Drusilla Tanzi (5 April 1885 – 20 October 1963) was an Italian writer who was born and died in Milan.

== Life and career ==
Tanzi was the daughter of the socialist lawyer Carlo Tanzi. She was a niece of Eugenio Tanzi, sister of Lidia and Silvio Tanzi, and (via Lidia) aunt of Natalia Ginzburg.

She first became the wife of the art historian Matteo Marangoni and later the poet and Nobel Prize winner Eugenio Montale. She married for the second time in 1958 only after her first husband's death that same year, even though she had been living with Montale long before that time.

Tanzi was nicknamed "Mosca" (fly) because of her thick glasses to correct a strong myopia.

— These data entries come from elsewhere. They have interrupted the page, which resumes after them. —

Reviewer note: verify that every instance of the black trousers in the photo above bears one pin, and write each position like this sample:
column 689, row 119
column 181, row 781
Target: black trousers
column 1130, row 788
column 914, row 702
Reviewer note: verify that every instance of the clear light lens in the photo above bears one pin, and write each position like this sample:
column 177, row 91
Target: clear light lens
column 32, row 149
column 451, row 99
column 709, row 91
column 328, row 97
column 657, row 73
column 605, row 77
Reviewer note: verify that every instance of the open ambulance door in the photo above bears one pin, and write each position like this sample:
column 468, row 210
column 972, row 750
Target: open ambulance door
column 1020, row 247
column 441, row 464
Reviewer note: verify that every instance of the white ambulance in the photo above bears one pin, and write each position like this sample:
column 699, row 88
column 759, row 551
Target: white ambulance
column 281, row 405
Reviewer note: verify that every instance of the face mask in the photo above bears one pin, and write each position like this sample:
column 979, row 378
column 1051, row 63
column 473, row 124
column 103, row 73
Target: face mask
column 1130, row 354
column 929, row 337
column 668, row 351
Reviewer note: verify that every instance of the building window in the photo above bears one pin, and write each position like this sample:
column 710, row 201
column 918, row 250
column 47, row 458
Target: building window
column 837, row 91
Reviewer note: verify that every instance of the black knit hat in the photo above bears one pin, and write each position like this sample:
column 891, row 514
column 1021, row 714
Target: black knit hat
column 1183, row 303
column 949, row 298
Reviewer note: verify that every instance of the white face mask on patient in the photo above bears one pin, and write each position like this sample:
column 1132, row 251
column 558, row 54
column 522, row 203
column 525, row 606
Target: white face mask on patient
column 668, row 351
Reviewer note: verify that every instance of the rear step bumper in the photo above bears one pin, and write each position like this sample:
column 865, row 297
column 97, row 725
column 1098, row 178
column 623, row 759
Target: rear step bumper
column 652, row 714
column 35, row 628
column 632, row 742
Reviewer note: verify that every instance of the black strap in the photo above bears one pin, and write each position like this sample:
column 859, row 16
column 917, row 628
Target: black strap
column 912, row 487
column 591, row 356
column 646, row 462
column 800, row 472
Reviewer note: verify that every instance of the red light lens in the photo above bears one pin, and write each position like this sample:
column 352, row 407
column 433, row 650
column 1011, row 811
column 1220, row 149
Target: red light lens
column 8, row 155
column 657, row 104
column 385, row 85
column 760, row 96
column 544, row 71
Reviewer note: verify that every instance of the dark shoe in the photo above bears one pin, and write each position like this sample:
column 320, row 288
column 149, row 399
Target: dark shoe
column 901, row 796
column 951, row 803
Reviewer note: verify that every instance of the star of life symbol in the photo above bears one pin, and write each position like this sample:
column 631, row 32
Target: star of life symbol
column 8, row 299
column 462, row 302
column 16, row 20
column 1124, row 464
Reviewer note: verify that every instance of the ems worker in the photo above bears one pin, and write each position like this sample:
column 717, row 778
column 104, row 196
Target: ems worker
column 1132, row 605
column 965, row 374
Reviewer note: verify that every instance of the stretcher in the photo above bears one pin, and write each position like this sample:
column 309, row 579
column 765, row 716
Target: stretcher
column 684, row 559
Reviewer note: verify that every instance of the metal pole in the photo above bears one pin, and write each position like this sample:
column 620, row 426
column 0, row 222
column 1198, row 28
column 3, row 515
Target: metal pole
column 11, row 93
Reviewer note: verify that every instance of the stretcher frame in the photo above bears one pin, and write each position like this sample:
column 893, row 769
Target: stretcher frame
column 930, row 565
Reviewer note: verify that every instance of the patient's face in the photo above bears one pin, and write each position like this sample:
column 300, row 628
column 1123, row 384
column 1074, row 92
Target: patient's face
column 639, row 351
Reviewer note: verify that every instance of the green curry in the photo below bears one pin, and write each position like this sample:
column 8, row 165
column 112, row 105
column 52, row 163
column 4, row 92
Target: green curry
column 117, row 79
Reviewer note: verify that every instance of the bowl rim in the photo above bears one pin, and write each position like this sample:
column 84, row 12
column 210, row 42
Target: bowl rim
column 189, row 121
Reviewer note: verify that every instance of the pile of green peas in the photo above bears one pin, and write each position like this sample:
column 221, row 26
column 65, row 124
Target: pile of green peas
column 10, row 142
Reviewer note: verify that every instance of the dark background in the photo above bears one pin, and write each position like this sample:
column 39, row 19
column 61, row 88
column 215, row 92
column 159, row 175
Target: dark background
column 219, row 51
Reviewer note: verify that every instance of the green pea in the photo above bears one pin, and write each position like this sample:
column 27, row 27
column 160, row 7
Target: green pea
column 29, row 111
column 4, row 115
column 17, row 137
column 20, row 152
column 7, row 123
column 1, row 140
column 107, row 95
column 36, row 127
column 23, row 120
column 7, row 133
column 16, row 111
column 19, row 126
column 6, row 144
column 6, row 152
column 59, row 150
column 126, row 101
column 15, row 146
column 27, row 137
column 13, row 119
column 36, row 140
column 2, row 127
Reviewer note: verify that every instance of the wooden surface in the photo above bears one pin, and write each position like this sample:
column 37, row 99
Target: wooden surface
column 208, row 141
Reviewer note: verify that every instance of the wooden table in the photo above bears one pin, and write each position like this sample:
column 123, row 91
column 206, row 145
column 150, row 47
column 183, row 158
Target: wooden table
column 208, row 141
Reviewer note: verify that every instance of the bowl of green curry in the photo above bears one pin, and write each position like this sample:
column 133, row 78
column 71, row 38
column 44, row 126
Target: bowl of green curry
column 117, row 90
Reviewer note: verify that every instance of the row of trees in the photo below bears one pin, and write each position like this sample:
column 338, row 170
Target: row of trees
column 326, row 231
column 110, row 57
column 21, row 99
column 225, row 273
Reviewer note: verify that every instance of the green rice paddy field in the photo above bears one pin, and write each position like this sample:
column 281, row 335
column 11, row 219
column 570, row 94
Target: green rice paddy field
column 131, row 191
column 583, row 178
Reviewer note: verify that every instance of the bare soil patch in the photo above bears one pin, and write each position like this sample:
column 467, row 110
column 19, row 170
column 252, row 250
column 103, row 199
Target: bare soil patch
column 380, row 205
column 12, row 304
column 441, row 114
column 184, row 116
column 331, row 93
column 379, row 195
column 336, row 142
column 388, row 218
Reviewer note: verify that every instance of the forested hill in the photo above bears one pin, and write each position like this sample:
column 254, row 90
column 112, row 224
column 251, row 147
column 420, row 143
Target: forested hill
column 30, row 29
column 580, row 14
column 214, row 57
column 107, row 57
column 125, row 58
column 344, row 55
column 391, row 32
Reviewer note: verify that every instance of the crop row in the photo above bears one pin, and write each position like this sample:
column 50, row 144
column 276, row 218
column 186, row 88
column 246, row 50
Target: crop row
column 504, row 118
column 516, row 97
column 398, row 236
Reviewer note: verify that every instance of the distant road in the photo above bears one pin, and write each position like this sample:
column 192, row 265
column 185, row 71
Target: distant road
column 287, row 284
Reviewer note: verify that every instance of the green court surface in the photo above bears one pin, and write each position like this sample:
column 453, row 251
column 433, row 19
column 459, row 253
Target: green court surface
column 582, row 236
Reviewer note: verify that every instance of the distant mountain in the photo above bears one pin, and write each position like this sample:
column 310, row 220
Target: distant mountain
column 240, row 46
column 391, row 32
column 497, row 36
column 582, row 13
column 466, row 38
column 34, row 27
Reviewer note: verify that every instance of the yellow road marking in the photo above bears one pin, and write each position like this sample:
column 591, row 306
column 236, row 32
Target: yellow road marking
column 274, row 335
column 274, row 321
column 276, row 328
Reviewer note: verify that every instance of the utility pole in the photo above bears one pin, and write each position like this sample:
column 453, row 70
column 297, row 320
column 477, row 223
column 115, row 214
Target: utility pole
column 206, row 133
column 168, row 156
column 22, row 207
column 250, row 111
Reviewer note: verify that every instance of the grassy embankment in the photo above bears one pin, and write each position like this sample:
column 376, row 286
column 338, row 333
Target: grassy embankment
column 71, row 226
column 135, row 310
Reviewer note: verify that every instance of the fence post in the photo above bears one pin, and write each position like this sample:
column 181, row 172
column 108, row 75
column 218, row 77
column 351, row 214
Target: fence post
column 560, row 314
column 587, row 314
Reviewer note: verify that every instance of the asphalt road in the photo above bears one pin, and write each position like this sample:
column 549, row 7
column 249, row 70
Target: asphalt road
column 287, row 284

She has been called a "muse of Montale" who dedicated two sections of his 1971 poetry collection Satura to her. According to Ahern, writing about Montale:In 1927 the 30-year-old poet fell in love with Drusilla Tanzi, the wife of an eminent Italian art critic. Myopic, not beautiful, overbearing, she remained the central woman of his life until her death.The two met after Montale moved to Florence to pursue his poetry and he moved into the home she shared with her husband and the critic, Marangoni. Tanzi and the poet soon became lovers and moved in together on via Duca di Genova. Montale featured her in many of his works using her Mosca nickname, but he kept her true identity secret for many years.

== Selected works ==
- Tanzi, D. (2014). Caro piccolo insetto. Dear little bug, 80–84.